Mom and dad buy fruit, veggies, eggs and cheese from a local farm down the road. The people are super nice but – as they don’t speak English and we don’t speak much Greek – communication can be a bit complicated. The lady laughs a lot when I don’t understand what she’s saying, which is all the time. I think an extended stay on the island would help me learn the language… a tantalizing prospect!
As I mentioned above, my man and I usually eat light for breakfast but a few days ago he decided to treat me to some eggs. We had picked some up at the local farm and he wanted to make something special with them. I suggested eggs in a hole. He looked at me like I was from Mars.
Never one to shy away from a challenge, my man accepted my explanations and set to work on breakfast. The result was quite simply the best egg in a hole I’ve ever had (sorry mom!). I think the combination of thick-sliced brown multi-grain bread with the fresh eggs is what took this meal over the top. That, and the fact that I got to sit coffee-in-hand while it was being made for me!
So here you go, the recipe for The Man’s deliciously rustic egg in a hole!
It will be one egg per toast so make sure you have enough if you are making breakfast for a group. If you happen to be making these on Milos (stranger things have happened…), I recommend going to Mouratos Bakery where we got our loaf – they have nice bread and a fabulous selection of Greek biscuits!
Start by warming a large pan (medium-high). Slice your loaf to get nice thick slices of bread (about 1.5 – 2 inches). Cut a hole in each slice and reserve the bread from the hole.
Tip: make the holes in a rectangular shape – you’ll be able to use the bread from the holes as soldiers for dunking!
Put a little butter or oil on the pan, add the bread slices as well as the soldiers.
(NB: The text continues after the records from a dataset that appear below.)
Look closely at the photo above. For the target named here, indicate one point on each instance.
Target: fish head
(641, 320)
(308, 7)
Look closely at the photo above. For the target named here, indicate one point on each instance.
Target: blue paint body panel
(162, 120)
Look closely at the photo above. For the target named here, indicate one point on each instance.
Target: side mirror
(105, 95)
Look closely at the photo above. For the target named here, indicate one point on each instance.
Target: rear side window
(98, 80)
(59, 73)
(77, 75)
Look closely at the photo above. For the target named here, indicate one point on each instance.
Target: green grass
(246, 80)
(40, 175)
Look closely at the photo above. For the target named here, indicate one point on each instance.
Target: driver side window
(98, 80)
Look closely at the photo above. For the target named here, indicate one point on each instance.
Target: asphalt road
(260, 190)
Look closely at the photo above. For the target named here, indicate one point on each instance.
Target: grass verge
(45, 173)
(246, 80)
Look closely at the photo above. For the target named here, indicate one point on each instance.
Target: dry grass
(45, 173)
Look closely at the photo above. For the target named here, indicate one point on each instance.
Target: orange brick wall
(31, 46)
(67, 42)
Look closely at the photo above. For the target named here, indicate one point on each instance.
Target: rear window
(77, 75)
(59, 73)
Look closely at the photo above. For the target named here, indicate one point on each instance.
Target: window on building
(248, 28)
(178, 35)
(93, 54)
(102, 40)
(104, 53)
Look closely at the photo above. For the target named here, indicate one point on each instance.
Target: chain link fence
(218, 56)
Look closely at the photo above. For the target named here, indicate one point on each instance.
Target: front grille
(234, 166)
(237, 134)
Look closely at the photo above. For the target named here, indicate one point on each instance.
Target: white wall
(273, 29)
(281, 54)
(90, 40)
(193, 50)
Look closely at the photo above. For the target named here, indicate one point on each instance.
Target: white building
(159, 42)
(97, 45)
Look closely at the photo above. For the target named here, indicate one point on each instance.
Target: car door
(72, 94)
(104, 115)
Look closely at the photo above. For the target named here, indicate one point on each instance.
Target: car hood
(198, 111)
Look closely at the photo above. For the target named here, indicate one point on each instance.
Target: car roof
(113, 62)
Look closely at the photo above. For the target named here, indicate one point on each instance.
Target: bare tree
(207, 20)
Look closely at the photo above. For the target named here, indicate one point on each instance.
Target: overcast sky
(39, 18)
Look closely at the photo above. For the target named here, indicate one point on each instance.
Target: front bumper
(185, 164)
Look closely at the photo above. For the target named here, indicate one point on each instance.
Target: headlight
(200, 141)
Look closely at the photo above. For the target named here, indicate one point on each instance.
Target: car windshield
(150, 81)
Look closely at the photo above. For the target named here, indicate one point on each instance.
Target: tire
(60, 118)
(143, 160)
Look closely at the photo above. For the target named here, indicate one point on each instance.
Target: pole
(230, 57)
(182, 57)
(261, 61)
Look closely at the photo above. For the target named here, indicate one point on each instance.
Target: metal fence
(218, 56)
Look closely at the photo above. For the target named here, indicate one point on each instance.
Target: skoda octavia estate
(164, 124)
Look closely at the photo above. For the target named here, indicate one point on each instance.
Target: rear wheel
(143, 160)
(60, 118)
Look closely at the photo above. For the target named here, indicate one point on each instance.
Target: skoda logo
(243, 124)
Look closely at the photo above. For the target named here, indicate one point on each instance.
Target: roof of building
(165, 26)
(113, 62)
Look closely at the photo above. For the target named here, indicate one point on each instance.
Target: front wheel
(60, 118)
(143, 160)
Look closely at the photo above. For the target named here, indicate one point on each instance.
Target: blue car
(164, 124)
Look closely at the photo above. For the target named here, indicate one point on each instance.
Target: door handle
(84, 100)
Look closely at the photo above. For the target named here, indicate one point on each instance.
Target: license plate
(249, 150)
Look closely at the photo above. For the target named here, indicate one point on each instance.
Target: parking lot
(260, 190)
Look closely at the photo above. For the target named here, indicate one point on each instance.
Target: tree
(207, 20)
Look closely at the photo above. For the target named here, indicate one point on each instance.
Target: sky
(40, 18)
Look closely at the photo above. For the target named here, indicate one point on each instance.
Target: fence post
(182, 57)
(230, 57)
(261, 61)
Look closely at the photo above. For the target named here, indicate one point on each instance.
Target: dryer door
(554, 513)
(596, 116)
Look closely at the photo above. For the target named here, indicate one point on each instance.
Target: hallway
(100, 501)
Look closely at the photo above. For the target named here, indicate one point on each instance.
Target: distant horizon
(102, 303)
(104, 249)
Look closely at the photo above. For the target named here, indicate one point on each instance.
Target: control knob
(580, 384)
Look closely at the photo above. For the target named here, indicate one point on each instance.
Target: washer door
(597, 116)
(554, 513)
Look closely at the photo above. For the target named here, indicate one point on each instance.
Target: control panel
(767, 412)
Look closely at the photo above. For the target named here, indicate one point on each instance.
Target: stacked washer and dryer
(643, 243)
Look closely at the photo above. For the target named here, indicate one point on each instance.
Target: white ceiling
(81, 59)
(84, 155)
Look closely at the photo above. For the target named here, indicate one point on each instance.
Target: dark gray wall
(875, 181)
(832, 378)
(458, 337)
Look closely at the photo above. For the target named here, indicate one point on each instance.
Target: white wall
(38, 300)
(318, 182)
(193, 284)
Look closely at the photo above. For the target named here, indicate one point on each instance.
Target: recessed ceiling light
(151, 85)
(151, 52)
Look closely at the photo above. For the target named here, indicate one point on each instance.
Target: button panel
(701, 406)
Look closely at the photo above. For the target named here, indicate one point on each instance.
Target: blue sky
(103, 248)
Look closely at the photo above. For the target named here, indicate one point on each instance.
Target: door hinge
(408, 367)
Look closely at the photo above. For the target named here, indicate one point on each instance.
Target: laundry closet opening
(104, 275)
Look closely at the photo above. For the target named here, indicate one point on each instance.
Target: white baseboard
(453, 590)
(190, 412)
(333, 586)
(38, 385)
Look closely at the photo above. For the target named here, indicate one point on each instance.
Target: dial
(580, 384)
Let the bread toast a little then flip it over.
When both sides are a little toasted, crack an egg into each of the holes. If you are unsure of your egg-cracking skills, no one will make fun if you crack your egg in a dish, remove any eggshell bits and pour it into the hole. Crunchy eggs are not a thing.
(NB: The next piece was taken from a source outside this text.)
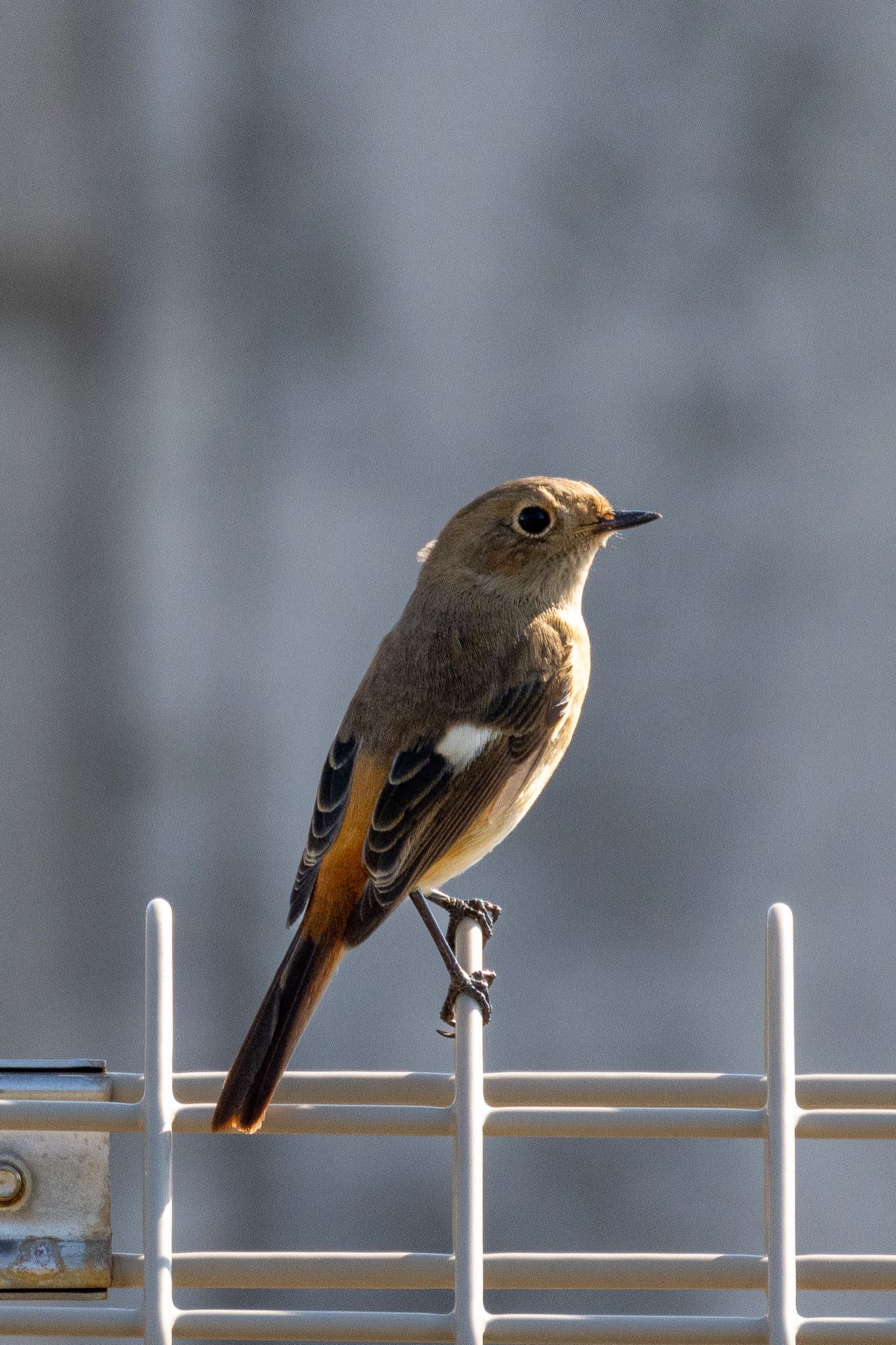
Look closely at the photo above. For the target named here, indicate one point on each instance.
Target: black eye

At the same time, turn the soldiers over periodically so that they toast on all sides.
When you see that the whites of the egg are starting to cook through (ie. not just cooked on the bottom of the hole), flip the toasts. Do this gently in order to keep the yolks intact. This is the tricky bit.
Let cook for another 2 or 3 minutes, then remove from the pan. Serve with the soldiers. Season with salt and pepper.
Give the chef a big kiss and enjoy your eggs.